Our flexible payment technology and powerful program management platform enable our customers to associate our program metrics to their priority outcomes. Many programs using Fresh Connect focus on increasing consumption of fruits and vegetables, improving key health metrics like A1C levels and emotional stress, and decreasing overall food insecurity.

Lessons Learned

  • Participant choice matters. The more freedom and agency we give food prescription program participants to obtain the food they want, where and when they want to go shopping, the more likely they are to utilize Fresh Connect funds. This core tenet of our program was validated by research published late last year that found that redemption rates were positively correlated with the number of retail options at which participants could use their Fresh Connect cards.
  • Program quality and participant experience are critical to engagement and effectiveness. As the FIM world expands and program investments increase, it's essential to sustain a dignified, frictionless, and intuitive experience oriented toward delivering healthcare value. Those commitments are central to the ultimate success of our movement.
  • Community-based organizations must be centered in the delivery of Food is Medicine. As FIM has gained traction, local community-based FIM providers are at risk of being displaced by large, for-profit competitors promising lower costs. While cost efficiency is an important goal, many for-profit FAM providers fall short on dignity, cultural alignment, and engagement. Even worse, there are documented instances of for-profit “FIM providers” actively undermining health equity and healthcare transformation in favor of short-term profits. Our data tells us that CBOs consistently deliver high-quality, effective FIM programs when they are supported by high quality FAM infrastructure.
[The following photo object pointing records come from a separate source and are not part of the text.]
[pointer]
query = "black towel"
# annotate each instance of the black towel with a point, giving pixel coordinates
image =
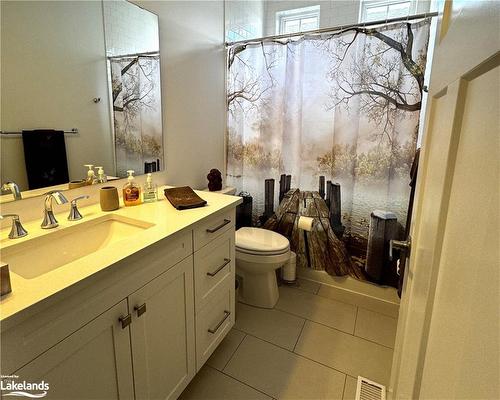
(45, 158)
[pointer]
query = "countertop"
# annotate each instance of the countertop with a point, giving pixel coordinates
(167, 222)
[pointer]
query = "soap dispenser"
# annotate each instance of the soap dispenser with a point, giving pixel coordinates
(101, 176)
(91, 179)
(149, 193)
(131, 191)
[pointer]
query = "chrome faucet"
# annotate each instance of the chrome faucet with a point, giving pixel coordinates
(74, 213)
(49, 220)
(13, 188)
(17, 229)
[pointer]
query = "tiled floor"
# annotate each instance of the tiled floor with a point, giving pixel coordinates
(309, 347)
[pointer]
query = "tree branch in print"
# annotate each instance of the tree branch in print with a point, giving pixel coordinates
(134, 90)
(386, 82)
(246, 88)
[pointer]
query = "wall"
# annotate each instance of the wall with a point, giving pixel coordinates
(52, 68)
(241, 17)
(129, 29)
(244, 19)
(193, 93)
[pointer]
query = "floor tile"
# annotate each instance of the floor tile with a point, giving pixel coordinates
(273, 326)
(212, 384)
(305, 285)
(226, 349)
(350, 388)
(376, 327)
(282, 374)
(347, 353)
(319, 309)
(370, 303)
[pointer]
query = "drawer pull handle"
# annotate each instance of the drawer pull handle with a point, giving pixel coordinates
(126, 320)
(140, 309)
(226, 315)
(212, 230)
(226, 261)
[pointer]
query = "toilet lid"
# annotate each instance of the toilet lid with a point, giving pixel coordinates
(260, 240)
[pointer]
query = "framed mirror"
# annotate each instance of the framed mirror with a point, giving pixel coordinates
(81, 85)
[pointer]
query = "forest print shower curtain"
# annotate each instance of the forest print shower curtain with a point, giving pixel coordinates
(345, 105)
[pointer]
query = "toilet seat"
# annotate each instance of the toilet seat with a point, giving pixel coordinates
(258, 241)
(259, 253)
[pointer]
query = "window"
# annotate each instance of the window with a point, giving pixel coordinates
(374, 10)
(297, 20)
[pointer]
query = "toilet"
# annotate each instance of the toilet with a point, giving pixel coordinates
(259, 253)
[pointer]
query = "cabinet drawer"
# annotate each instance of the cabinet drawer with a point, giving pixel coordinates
(213, 267)
(213, 227)
(46, 327)
(213, 323)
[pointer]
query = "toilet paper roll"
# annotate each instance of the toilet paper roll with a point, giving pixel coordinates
(306, 223)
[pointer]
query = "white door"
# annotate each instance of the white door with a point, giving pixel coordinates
(162, 332)
(448, 331)
(92, 363)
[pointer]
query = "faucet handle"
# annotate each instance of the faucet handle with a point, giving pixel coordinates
(74, 213)
(17, 230)
(57, 195)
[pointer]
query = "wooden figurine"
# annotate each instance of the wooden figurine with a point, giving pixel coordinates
(214, 180)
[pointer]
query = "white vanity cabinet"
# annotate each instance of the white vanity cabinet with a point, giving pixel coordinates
(162, 333)
(139, 331)
(93, 362)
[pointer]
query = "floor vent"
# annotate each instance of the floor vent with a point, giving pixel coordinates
(369, 390)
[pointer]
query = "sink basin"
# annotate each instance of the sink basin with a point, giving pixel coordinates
(35, 257)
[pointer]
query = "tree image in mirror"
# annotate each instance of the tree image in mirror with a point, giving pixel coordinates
(137, 117)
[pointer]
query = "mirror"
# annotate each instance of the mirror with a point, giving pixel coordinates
(80, 85)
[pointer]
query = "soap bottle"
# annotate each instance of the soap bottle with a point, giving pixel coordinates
(101, 176)
(91, 179)
(149, 193)
(131, 191)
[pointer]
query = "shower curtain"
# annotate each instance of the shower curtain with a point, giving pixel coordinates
(344, 105)
(136, 91)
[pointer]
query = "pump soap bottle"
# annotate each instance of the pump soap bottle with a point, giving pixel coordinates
(101, 176)
(91, 179)
(149, 193)
(131, 191)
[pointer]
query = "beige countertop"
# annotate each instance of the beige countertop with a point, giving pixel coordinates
(167, 222)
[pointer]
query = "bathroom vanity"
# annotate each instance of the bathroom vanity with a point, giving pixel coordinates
(127, 304)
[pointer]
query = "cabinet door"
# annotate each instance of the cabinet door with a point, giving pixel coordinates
(92, 363)
(162, 333)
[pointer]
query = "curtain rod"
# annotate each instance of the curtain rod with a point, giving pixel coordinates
(131, 55)
(73, 131)
(334, 29)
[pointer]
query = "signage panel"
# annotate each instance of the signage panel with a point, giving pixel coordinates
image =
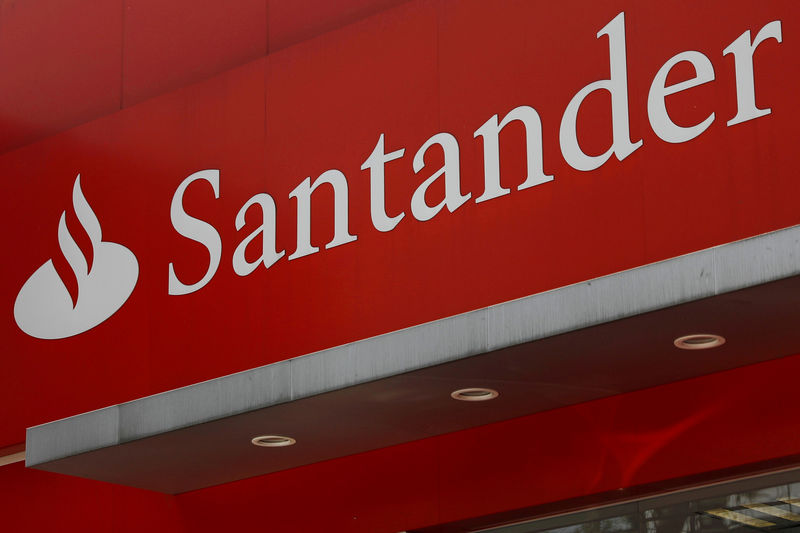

Why We Want to Keep Providing Food is Medicine

We are wholeheartedly committed to advancing the Food is Medicine or Food Care movement. For more than a decade, our team has been dedicated to getting food to the people that need it most and moving healthcare to invest in healthy food as a driver of health. We remain optimistic about realizing a future where everyone has access to the food they need to be happy, healthy, and connected to loved ones.